You might for example think that it is older people, of a nostalgic frame of mind, and with long memories who make such comments. Margaret Bennett, who has long lived in the village and who passed away in her eighties, often said, in a regretful tone but without enlarging, ’Harley has changed.’

In complete contrast, Duncan James, musician and a very modern man, the son of Peter and Merle James, was brought up in the village in the seventies and early eighties, and now lives in Zurich. Duncan and his family visit Harley once a year at Christmas. Again, without being explicit Duncan is clearly upset by the changes which he perceives, creating clashes with his childhood memories. Conversely, perhaps when you live continuously in a place changes are easier to handle or might even pass unnoticed.
When we came in 1973/4, along with the three working farms, there was a Blacksmith and a working Forge, and I distinctly remember the small white haired Blacksmith leading two giant horses towering above him one on each side, through the village. Cows grazed almost up to the back of Glebe Cottage, and we looked south, as we still do, over farmland towards Wenlock Edge with scarcely a building in sight. Fortunately, this has not changed. We are lucky.
Sometime in the early seventies, Rosemary Leach, an actress, said on TV that she had been born locally and that Wenlock Edge was the most romantic place in Britain. It would be difficult to challenge that perception.

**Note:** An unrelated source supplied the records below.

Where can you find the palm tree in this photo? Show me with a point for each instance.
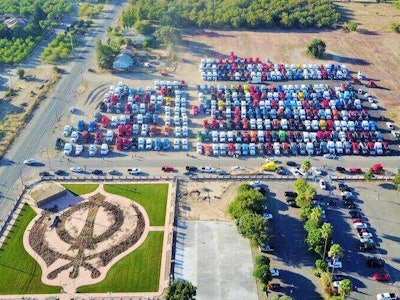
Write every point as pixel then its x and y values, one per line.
pixel 326 233
pixel 335 252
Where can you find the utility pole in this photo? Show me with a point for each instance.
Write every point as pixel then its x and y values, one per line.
pixel 48 157
pixel 20 174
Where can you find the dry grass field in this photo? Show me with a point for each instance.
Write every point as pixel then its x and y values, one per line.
pixel 373 49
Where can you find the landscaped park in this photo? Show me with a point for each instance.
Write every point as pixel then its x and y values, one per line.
pixel 96 238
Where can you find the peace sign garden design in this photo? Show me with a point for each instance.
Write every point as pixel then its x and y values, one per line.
pixel 107 240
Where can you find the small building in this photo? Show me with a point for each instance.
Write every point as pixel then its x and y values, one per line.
pixel 122 62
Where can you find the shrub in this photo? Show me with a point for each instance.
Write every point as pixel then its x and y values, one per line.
pixel 395 27
pixel 21 73
pixel 316 48
pixel 351 26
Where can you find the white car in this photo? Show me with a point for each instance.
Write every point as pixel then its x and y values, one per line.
pixel 76 169
pixel 330 156
pixel 92 150
pixel 336 264
pixel 274 272
pixel 78 149
pixel 207 169
pixel 322 184
pixel 67 130
pixel 104 149
pixel 185 144
pixel 134 171
pixel 267 216
pixel 389 125
pixel 317 171
pixel 74 136
pixel 238 168
pixel 67 148
pixel 360 225
pixel 30 161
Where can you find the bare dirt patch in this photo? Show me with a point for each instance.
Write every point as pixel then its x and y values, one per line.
pixel 208 200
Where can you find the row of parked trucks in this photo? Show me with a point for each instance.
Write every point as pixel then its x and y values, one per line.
pixel 277 148
pixel 291 124
pixel 257 71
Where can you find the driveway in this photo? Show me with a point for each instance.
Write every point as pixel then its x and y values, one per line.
pixel 216 259
pixel 291 256
pixel 380 206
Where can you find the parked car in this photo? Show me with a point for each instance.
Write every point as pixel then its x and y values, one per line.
pixel 207 169
pixel 76 169
pixel 134 171
pixel 97 172
pixel 266 249
pixel 381 277
pixel 167 169
pixel 375 262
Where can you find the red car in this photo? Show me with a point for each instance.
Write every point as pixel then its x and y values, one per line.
pixel 168 169
pixel 381 277
pixel 355 170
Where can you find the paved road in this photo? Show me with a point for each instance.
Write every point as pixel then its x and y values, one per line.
pixel 34 137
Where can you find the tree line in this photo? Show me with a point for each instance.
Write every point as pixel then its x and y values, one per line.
pixel 234 13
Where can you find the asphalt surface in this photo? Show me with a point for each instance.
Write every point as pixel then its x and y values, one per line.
pixel 379 203
pixel 34 138
pixel 216 259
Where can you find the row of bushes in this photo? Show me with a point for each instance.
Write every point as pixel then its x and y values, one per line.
pixel 15 50
pixel 319 235
pixel 246 209
pixel 238 13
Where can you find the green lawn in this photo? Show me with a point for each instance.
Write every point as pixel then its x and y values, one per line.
pixel 153 197
pixel 139 271
pixel 81 189
pixel 19 272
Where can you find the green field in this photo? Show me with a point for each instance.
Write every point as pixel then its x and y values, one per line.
pixel 81 189
pixel 19 272
pixel 153 197
pixel 139 271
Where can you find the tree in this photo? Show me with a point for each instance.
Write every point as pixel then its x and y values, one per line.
pixel 326 233
pixel 316 48
pixel 396 179
pixel 181 290
pixel 306 165
pixel 144 27
pixel 20 73
pixel 351 26
pixel 105 55
pixel 345 288
pixel 335 252
pixel 368 175
pixel 244 187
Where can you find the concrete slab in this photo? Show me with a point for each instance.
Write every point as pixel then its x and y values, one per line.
pixel 215 258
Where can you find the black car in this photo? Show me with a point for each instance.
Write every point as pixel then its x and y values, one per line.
pixel 60 173
pixel 341 169
pixel 44 174
pixel 97 172
pixel 291 194
pixel 191 168
pixel 355 214
pixel 338 277
pixel 115 173
pixel 367 247
pixel 351 206
pixel 374 262
pixel 292 203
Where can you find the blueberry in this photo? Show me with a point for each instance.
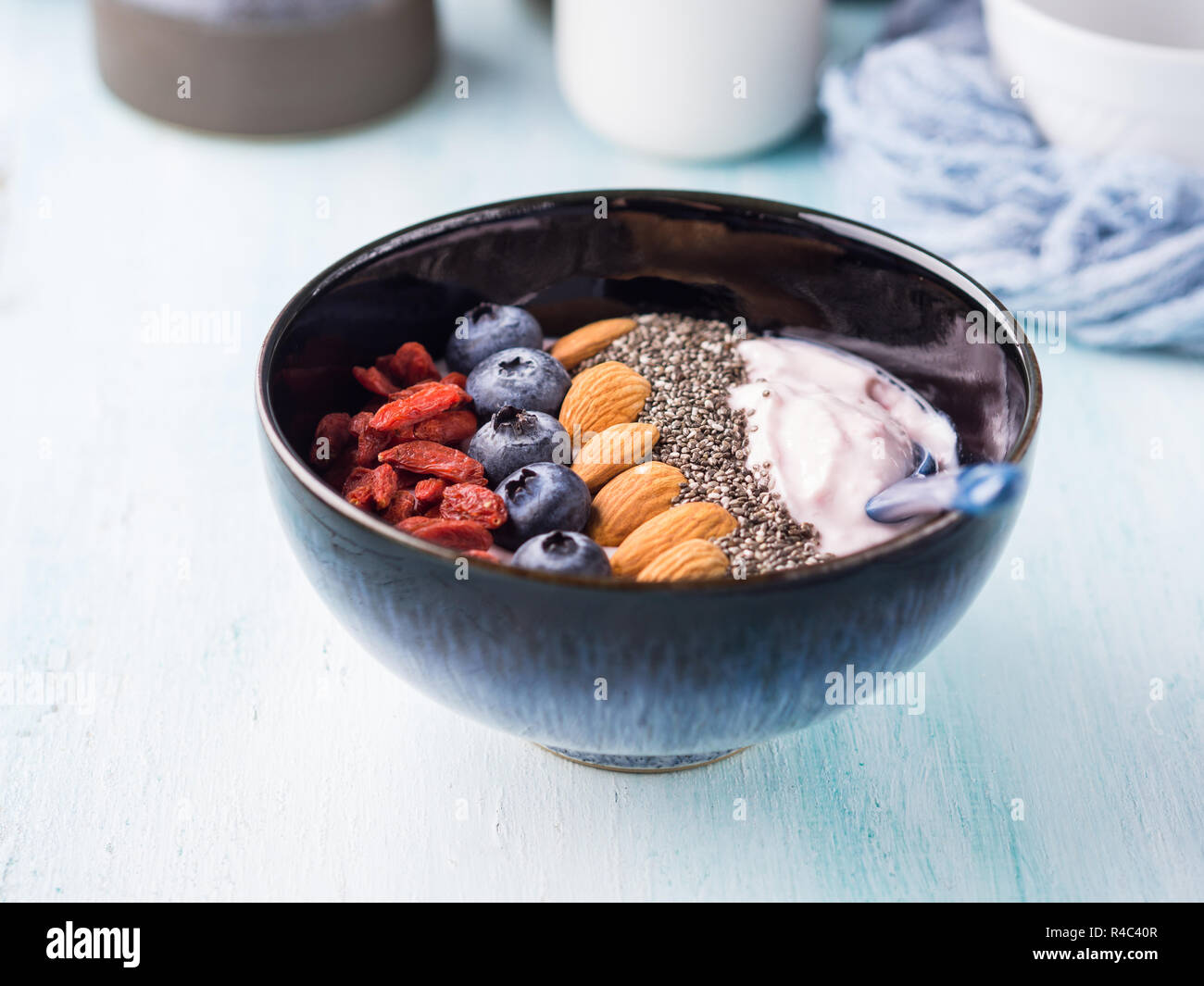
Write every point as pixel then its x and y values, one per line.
pixel 513 438
pixel 526 378
pixel 488 329
pixel 564 553
pixel 542 497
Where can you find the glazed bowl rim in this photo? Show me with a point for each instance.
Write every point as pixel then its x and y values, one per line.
pixel 466 218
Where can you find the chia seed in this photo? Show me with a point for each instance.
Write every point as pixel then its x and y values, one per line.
pixel 693 365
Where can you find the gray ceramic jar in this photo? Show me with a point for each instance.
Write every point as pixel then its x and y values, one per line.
pixel 265 67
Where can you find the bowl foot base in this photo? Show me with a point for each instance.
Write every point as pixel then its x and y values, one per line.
pixel 643 765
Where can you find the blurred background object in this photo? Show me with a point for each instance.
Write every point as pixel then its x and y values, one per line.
pixel 931 144
pixel 1107 75
pixel 265 67
pixel 690 79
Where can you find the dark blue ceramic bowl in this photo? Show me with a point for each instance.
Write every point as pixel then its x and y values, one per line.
pixel 643 677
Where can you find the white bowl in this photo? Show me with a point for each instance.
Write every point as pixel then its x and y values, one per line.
pixel 690 79
pixel 1107 75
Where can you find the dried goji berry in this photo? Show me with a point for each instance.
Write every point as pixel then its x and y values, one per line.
pixel 406 480
pixel 429 493
pixel 433 459
pixel 418 404
pixel 464 501
pixel 384 485
pixel 401 507
pixel 373 380
pixel 457 535
pixel 342 468
pixel 357 488
pixel 448 429
pixel 371 444
pixel 420 385
pixel 332 435
pixel 412 364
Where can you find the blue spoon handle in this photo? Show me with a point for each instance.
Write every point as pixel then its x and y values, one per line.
pixel 973 490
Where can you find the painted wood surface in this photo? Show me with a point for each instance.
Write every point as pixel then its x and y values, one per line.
pixel 232 742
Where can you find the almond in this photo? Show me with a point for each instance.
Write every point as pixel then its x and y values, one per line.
pixel 590 340
pixel 614 450
pixel 677 524
pixel 633 497
pixel 603 395
pixel 694 559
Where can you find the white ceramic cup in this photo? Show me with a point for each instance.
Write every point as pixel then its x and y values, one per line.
pixel 690 79
pixel 1107 75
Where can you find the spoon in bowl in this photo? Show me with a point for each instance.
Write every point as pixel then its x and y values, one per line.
pixel 976 489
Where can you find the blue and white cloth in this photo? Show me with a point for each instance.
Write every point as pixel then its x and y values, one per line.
pixel 1116 243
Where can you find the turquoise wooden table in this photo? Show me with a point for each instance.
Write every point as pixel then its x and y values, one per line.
pixel 181 718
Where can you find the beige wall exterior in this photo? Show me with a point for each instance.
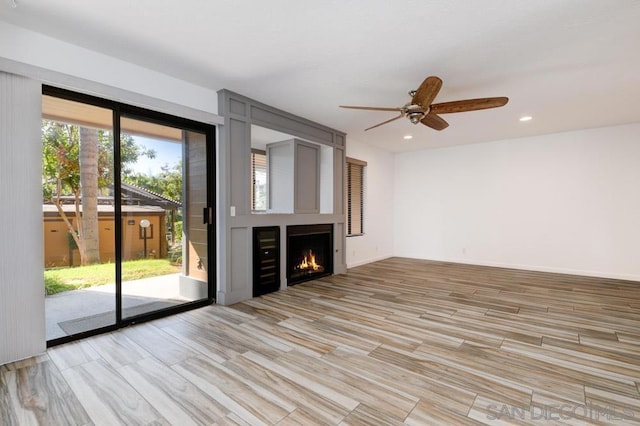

To Cyril Hughes to whom the view was a constant backcloth to his life I got the distinct impression working with him in the garden that it was so taken for granted that it almost did not exist. Townies moving in see things very differently from villagers who have always lived here. Maybe in their own way they appreciate the natural environment more in aesthetic sense but they certainly do not know the land anything like a person who has worked it, shaped it and lived from it and on it all all their lives.
1600 and all that
My eldest daughter Andrea, as part of a William Brookes school project estimated that Glebe Cottage was built around 1620 to 1640. The Old Rectory, home of Margaret and Paul Trenberth, is according to the Victoria County History, the oldest surviving house, the half timbered part being built before 1612, so she was probably about right.

My youngest daughter, Vivianne, who became a TV documentary-maker, said soon after we moved in, ‘I wonder how many people have died in this house?’ I replied, ‘over nearly four hundred years, quite a lot, I would think. I haven’t seen or heard any of them so far’. She always did have an overactive imagination!